In 1990 Bowie began a greatest hits tour. The Sound+Vision tour was one in which he would retire his back catalog. The tour would visit 27 countries with over 100 performances. Bowie had used Belew on his 1978 tour as guitarist. He must have been very impressed because for the Sound+Vision tour he hired Belew to be the music director. The two even got together to record some music before the tour began.

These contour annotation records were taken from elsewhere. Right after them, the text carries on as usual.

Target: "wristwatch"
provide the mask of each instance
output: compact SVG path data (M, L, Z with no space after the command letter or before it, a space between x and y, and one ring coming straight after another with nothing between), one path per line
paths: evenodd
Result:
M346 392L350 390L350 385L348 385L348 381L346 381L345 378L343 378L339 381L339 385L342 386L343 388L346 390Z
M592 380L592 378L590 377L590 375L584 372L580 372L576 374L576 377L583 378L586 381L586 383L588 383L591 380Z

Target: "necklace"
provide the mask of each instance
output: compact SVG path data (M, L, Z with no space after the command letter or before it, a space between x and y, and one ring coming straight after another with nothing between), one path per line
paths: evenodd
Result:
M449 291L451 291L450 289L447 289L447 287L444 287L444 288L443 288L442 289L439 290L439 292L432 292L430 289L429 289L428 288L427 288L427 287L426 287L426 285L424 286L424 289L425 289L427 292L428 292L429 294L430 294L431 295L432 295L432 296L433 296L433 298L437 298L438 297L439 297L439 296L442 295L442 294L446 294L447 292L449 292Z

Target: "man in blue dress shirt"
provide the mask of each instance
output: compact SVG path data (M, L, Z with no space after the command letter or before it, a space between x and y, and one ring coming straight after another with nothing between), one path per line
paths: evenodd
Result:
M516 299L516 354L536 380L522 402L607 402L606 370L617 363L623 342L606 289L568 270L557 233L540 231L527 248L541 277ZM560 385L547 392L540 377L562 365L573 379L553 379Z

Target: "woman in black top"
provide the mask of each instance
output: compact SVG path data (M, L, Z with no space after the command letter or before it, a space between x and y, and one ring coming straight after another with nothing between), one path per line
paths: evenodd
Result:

"At the time David asked me to be music director for the 1990 Sound and Vision tour, which was expected to be a year-long tour, I had just started recording my fifth solo album to be called Young Lions. It made sense for David to be involved in the album so he generously sent me a demo of one of his unreleased songs called "Pretty Pink Rose". I recorded my version of the song, playing all the instruments, but leaving room for vocals. It was decided we should sing it as a duet. During tour rehearsals in New York City we finally had an evening to record the vocals, an extraordinary moment for me. Later I mixed the song and put it on my record along with a second song we wrote together called "Gunman".



When asked if there was a creative spark ignited in working with Bowie...

"You bet! It was always exciting to be around David and inspiring as well. He gave me plenty of rope to hang myself with, asked for my input more often than not and was enthusiastic about most of my ideas."

Many had come and gone in the world of Bowie. Belew was fortunate enough to have worked with him on 2 tours, an album and 2 songs. I also asked him if he had any fond memories of working with the Starman and if they had stayed in contact after that last tour together.

"Every memory is fond. It all runs together in my mind like a film I've seen. To pick one instance: I visited David at his home in Switzerland for a week during which time he taught me about his influences and he and I even tried to write songs together. We stayed in contact via email, but hadn't seen each other for a few years. We had no plans to work together again but I always assumed it would happen."

I have been asked many times what my favorite Bowie songs are. It is such a hard question to answer with such a massive library of songs that span a career of over 50 years. Belew answered with his.

"I have to name 3: "Ashes To Ashes "summarizes what made David so unique. "Space Oddity" was the first song of our concert each night for 108 shows and each night it gave me chills. Last but not least "Pretty Pink Rose" for obvious reasons."

Adrian Belew is a talent beyond measure and one of the nicest men I have ever encountered in the music industry. A Northern Kentucky boy that has left a mark in the world of music and is still exciting fans around the globe with new music and tours. I want to thank him for all the wonderful music he has created. I have seen him live with King Crimson, The Bears and solo. Each time was a mind blowing experience.